Upon review, I find that Defendants are entitled to fees and costs under Fla. Stat. § 320.838 based on either set of factors. Indeed, a denial of such an award would frustrate the remedial purpose of the statute. Moreover, as noted in the order granting summary judgment, Kelly's warranty claims were without merit. See (Dkt. 67 at 18-20). As to her claim against North Trail, Kelly's testimony directly contradicted her claim that a substantial defect existed in the addition of the rear awning. (Id. at 19). And as to her claim against Newmar, Kelly failed to identify any record evidence showing an unrepaired Newmar defect that was present in her RV during the first twelve months of her ownership. (Id. at 19-20). Defendants are therefore entitled to fees and costs under this provision.
Entitlement Under the RV Purchase Contract
North Trail contends that it is entitled to fees pursuant to the attorney's fee provision in the RV Purchase Contract. (Dkt. 83 at 7), which provides, in pertinent part:
APPLICABLE LAW, VENUE AND ATTORNEY'S FEES. . . . In such action or lawsuit, the prevailing party shall be entitled to recover its attorneys fees' against the other party.(Dkt. 41-3 at 7).
Kelly disputes North Trail's entitlement to fees, contending that the fee provision "is buried in the fine print on the back of the purchase contract, which should render it unenforceable." (Dkt. 84 at 7). Her contention is without merit.
"Under Florida law, a contractual attorney's fee provision must be strictly construed." Succar Succar v. Safra Nat'l Bank of New York, 237 F. App'x 526, 528 (11th Cir. 2007) (internal quotations and citation omitted). "Florida law . . . requires contractual provisions for attorney's fees to 'unambiguously state that intention and clearly identify the matter in which the attorney's fees are recoverable . . . .'" Am. Univ. of the Caribbean, N.V. v. Caritas Healthcare, Inc., 441 F. App'x 644, 645 (11th Cir. 2011) (quoting Sholkoff v. Boca Raton Cmty. Hosp., Inc., 693 So. 2d 1114, 1118 (Fla. 4th DCA 1997)). "Provisions in ordinary contracts awarding attorney's fees and costs to the prevailing party are generally enforced. Trial courts do not have the discretion to decline to enforce such provisions, even if the challenging party brings a meritorious claim in good faith." Lashkajani v. Lashkajani, 911 So. 2d 1154, 1158 (Fla. 2005).

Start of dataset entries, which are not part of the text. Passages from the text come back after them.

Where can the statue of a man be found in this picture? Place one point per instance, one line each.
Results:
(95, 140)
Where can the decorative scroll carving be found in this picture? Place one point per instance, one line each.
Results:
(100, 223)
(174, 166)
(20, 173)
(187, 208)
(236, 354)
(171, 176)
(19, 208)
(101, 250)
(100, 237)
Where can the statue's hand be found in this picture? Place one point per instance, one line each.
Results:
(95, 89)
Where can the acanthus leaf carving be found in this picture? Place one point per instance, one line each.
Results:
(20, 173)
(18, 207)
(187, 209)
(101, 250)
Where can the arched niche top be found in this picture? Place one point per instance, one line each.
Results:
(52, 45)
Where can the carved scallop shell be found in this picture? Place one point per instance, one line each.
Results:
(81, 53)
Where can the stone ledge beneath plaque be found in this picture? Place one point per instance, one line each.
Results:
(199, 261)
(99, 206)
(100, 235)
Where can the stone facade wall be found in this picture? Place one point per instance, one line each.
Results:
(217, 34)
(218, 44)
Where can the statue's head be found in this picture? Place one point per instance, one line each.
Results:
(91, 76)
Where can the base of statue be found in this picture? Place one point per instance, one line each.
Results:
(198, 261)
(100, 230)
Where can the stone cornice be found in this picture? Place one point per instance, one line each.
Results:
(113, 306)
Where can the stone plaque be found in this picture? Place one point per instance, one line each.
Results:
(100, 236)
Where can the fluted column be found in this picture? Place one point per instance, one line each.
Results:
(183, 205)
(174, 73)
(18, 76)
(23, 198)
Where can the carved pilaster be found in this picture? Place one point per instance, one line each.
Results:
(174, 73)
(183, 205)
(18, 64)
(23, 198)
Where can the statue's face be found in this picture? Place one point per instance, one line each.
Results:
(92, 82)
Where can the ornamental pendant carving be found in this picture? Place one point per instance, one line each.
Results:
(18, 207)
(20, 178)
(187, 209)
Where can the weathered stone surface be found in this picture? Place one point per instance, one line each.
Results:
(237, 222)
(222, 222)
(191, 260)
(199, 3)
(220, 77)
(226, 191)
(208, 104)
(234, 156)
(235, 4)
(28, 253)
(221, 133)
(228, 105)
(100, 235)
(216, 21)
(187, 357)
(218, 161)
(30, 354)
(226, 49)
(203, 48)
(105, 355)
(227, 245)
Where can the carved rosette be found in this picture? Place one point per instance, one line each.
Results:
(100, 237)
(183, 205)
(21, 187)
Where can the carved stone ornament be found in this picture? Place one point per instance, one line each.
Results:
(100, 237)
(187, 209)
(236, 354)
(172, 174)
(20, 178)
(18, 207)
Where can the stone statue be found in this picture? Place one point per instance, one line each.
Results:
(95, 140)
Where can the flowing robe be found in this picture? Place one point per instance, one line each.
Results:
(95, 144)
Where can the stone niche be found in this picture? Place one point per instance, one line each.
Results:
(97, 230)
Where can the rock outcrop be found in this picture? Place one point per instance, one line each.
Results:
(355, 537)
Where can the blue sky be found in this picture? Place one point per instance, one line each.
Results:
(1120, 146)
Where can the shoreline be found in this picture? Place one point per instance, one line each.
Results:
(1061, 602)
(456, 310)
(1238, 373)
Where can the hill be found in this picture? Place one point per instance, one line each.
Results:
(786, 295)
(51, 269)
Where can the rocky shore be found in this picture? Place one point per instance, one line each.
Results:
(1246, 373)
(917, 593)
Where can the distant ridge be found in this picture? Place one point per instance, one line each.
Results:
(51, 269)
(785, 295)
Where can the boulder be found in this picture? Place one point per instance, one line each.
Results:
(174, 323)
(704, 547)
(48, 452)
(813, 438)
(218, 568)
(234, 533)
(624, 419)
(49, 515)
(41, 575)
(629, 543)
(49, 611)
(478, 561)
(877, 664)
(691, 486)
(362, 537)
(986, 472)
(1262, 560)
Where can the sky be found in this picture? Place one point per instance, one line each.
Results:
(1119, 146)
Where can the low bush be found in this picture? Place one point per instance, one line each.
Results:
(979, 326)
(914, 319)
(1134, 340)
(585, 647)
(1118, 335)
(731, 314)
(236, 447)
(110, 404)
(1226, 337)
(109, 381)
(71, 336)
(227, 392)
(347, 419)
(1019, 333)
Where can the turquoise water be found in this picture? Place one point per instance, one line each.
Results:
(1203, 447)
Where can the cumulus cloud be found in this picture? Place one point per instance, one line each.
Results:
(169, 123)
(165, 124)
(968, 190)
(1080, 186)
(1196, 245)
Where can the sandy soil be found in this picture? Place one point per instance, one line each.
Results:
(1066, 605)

Upon review, I am not persuaded by Kelly's arguments. Although the fee provision appears on the reverse side of the contract, the front of the document includes, above the signature line which she signed, a reference to the terms and conditions of the contract contained on the back side. (Dkt. 41-3 at 6); (Dkt. 84 at 8). Indeed, Florida courts have held that such language provides adequate notice that a party to a contract "was agreeing to other provisions which were on the back of the contract." Rudy's Glass Const. Co. v. E. F. Johnson Co., 404 So. 2d 1087, 1089 (Fla. 3d DCA 1981). Moreover, the paragraph which includes the fee provision is titled, in pertinent part, "ATTORNEY'S FEES." (Dkt. 41-3 at 7). Last, Kelly testified that she read the entire Purchase Contract, had no unanswered questions, and signed the agreement. (Dkt. 41 at 44:20-25; 45:1-3); (Dkt. 41-3 at 6). Accordingly, North Trail is entitled to its fees under the Purchase Contract's fee provision.
II. Defendants' Motion for Award of Appellate Attorney's Fees
Defendants first seek appellate attorney's fees under Fla. Stat. § 320.838. (Dkt. 89 at 5-7). They contend, and Kelly agrees, that the "standard" for an award of attorney's fees under § 320.838 requires a finding that a plaintiff's lawsuit was "frivolous, unreasonable, or without foundation." (Id. at 5). Notwithstanding, I find that a variety of factors may be considered to determine a party's entitlement to fees and costs based on how other courts have resolved attorney's fees disputes regarding similarly worded fee provision statutes.
Defendants characterize this standard as the "Davenport Standard." (Dkt. 89 at 5-6) (citing Davenport v. Thor Motor Coach, Inc., 2016 WL 8200521, at *3 (M.D. Fla. 2016), aff'd, Davenport v. Thor Motor Coach, Inc., 661 F. App'x 997 (11th. Cir. 2016). The district court's decision in Davenport, however, is not binding on this Court. And although the Eleventh Circuit affirmed the district court's decision, it did not address the district court's denial of fees under § 320.838. --------
Defendants are not entitled to appellate fees under § 320.838. Indeed, as to the scope of the appeal, Kelly did not challenge the entry of summary judgment as to her statutory warranty claims. In any event, Defendants provide no authority supporting their contention that a prevailing party is entitled to appellate attorney's fees under § 320.838 when judgment on those claims was not challenged on appeal. Notwithstanding, under either the Human Society or Blanco factors, I decline to exercise my discretion to award appellate attorney's fees to Defendants under § 320.838.
North Trail also contends that it is entitled to its appellate fees under the Purchase Contract's fee provision and Fla. Stat. § 59.46. (Dkt. 89 at 8). Kelly opposes appellate fees, reasserting that the fee provision "is buried in the fine print on the back of the purchase contract, which should render it unenforceable." (Dkt. 89 at 21). Her contention is without merit.
Under Fla. Stat. § 59.46, "[i]n the absence of an expressed contrary intent, any provision of a statute or of a contract entered into after October 1, 1977, providing for the payment of attorney's fees to the prevailing party shall be construed to include the payment of attorney's fees to the prevailing party on appeal." Id. As noted, the Purchase Contract provides for the payment of attorney's fees to the prevailing party. (Dkt. 41-3 at 7). North Trail was the prevailing party in the appeal because the Eleventh Circuit affirmed the entry of summary judgment in its favor. Accordingly, North Trail is entitled to appellate fees under the Purchase Contract and Fla. Stat. § 59.46.
Conclusion
In sum, Defendants' Renewed Motion for Entitlement to Recover Costs and Attorneys Fees (Dkt. 83) is GRANTED. Appellees' Motion for Award of Attorney's Fees is GRANTED in part and DENIED in part. A ruling as to the reasonableness of any fee award is DEFERRED. Defendants are directed to file a motion addressing the reasonableness of the fees and costs they seek, with supporting documentation, within thirty (30) days. Plaintiff shall respond to the motion within fourteen (14) days.
DONE AND ORDERED this 22nd day of February, 2021.